Monty Python showed us how not to have an argument.
An argument is more than the automatic nay-saying of what the other person said. Beyond that, however, there is a considerable amount of subtlety and complexity in conducting an argument.
First off, I should make clear that in talking about arguments, I am discussing sincere efforts by people to have a constructive discussion that will lead to a meaningful, mutual understanding. I am not including such things as acts of bickering that are just trying to score points over someone. Trying to defeat someone is not an argument; it’s simply a quarrel.
The automatic nay-saying of what the other person said is quarreling, and it is mostly a waste of everyone’s time. I feel I have to stress this because many people still seem eager to waste everyone’s time by offering little more than versions of “nuh uh.” Even elaborate, wordy versions of “nuh uh” are still automatic nay-sayings, and when you deconstruct what some people say, that’s all they are saying — “nuh uh.”
So, how does one debate constructively? And yes, at the risk of sounding posh, I will use the word “debate.” The art of formal debate isn’t taught much anymore. It certainly wasn’t taught at my joke of a high school. In a formal debate, people take a contrary position but attempt to have a constructive discussion that will lead to a meaningful, mutual understanding. That means listening to the other person’s statements and responding to them with meaningful and substantive statements.
We shouldn’t restrict such civil and intelligent behaviors to a formal debate. We should listen to people and respond substantively to them all the time. We also shouldn’t look for disagreements; we should be more focused on areas of agreement. Certainly, social media and online forums tempt us to reply with simplistic “nuh-uhs,” but we need not lower ourselves to that level.
I could write a long article about how to constructively debate with other people, but I thankfully need not reinvent the wheel. Caroline Hopper and Laura Taveres wrote an article for The Greater Good Science Center at the University of California, Berkeley entitled, “Is There a Better Way to Have an Argument?” You can read the entire article here, but I will repeat their five bullet points.
- Pay attention to context
- Take winning off the table
- Prioritize relationships and listen passionately
- Embrace vulnerability
- Be open to transformation
It’s a great checklist, and I encourage people to read their article in full and follow their advice. As a philosopher in the continental approach, I see the value of these five points in my reading, writing, and teaching. As a person, I see the value of these five points for everyday dealings with other people.
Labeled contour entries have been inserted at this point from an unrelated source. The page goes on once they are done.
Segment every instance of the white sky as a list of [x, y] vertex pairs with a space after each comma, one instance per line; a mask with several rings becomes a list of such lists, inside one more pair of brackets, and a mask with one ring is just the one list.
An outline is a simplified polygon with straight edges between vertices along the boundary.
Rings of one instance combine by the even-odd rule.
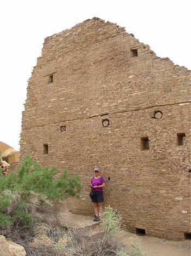
[[27, 80], [44, 39], [94, 16], [191, 69], [190, 0], [2, 0], [0, 141], [19, 149]]

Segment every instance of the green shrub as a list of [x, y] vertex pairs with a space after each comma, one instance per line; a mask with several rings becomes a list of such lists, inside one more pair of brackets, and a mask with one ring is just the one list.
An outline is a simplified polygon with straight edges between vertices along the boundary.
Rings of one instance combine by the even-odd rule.
[[0, 224], [3, 227], [6, 227], [12, 224], [12, 218], [4, 213], [0, 213]]
[[118, 213], [110, 206], [105, 207], [101, 216], [102, 225], [110, 236], [115, 236], [120, 230], [120, 218]]
[[0, 226], [14, 223], [28, 225], [35, 220], [40, 206], [42, 209], [51, 201], [77, 197], [82, 189], [79, 177], [70, 177], [67, 169], [56, 179], [57, 174], [55, 167], [41, 167], [29, 156], [25, 157], [17, 173], [4, 176], [1, 173], [0, 213], [3, 215]]

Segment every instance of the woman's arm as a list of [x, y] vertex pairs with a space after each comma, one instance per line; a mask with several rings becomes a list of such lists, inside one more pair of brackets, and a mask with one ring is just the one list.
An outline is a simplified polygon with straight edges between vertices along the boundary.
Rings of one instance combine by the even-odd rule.
[[103, 187], [104, 187], [105, 186], [105, 183], [103, 183], [102, 185], [100, 185], [99, 186], [94, 186], [93, 187], [94, 189], [102, 189]]

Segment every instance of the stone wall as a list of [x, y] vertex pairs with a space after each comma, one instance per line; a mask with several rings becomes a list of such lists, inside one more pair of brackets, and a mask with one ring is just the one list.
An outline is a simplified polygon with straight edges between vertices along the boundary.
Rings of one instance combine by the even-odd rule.
[[84, 188], [70, 210], [87, 215], [98, 166], [105, 205], [129, 230], [183, 239], [191, 232], [190, 79], [184, 67], [98, 18], [47, 37], [28, 81], [21, 158], [29, 152], [78, 173]]

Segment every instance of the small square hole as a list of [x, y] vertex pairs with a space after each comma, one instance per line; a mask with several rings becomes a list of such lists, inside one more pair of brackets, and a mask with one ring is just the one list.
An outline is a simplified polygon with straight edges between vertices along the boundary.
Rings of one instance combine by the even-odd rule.
[[132, 57], [137, 57], [138, 56], [138, 52], [137, 49], [131, 49], [130, 53]]
[[148, 137], [144, 137], [141, 138], [141, 149], [142, 150], [149, 150]]
[[184, 233], [184, 238], [190, 240], [191, 240], [191, 232]]
[[53, 82], [53, 75], [51, 75], [49, 76], [49, 83]]
[[61, 126], [61, 132], [65, 132], [65, 126]]
[[136, 234], [140, 236], [144, 236], [145, 235], [145, 229], [137, 229], [136, 227]]
[[43, 144], [43, 153], [47, 155], [49, 153], [49, 145], [48, 144]]
[[178, 146], [185, 146], [185, 137], [186, 134], [184, 133], [177, 134]]

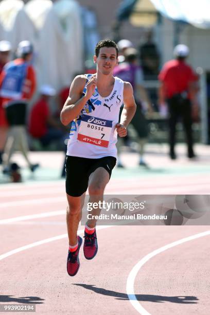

Those five points are also very valuable advice when being online, including here on Medium. This platform provides wonderful opportunities to interact with other people in constructive discussions that could lead to meaningful, mutual understandings. Most people on this platform take advantage of those opportunities. I try to. Obviously, not everyone does.
I don’t pretend to know everything or always be correct. I would like to be shown that which I don’t yet realize because then I will learn more than I knew before. Happily, there are many sincere people who respond to what I write with constructive statements that lead to meaningful, mutual understandings. Sadly, there are also many insincere people who respond to what I write with various versions of “nuh uh.” The former is helpful; the latter is not.
When people respond to one my articles and offer constructive statements responding to what I wrote, I will respond. I owe them that. If I disagree with them, I will say here is where I agree with you and here is where I disagree with you and here is my alternative to what you stated and why I think my alternative works better. When people reply with various versions of “nuh uh,” I won’t allow them to waste my time.
Read and listen, consider what you read and heard, don’t quarrel, build a relationship, be open to transformation. That’s how to have an argument.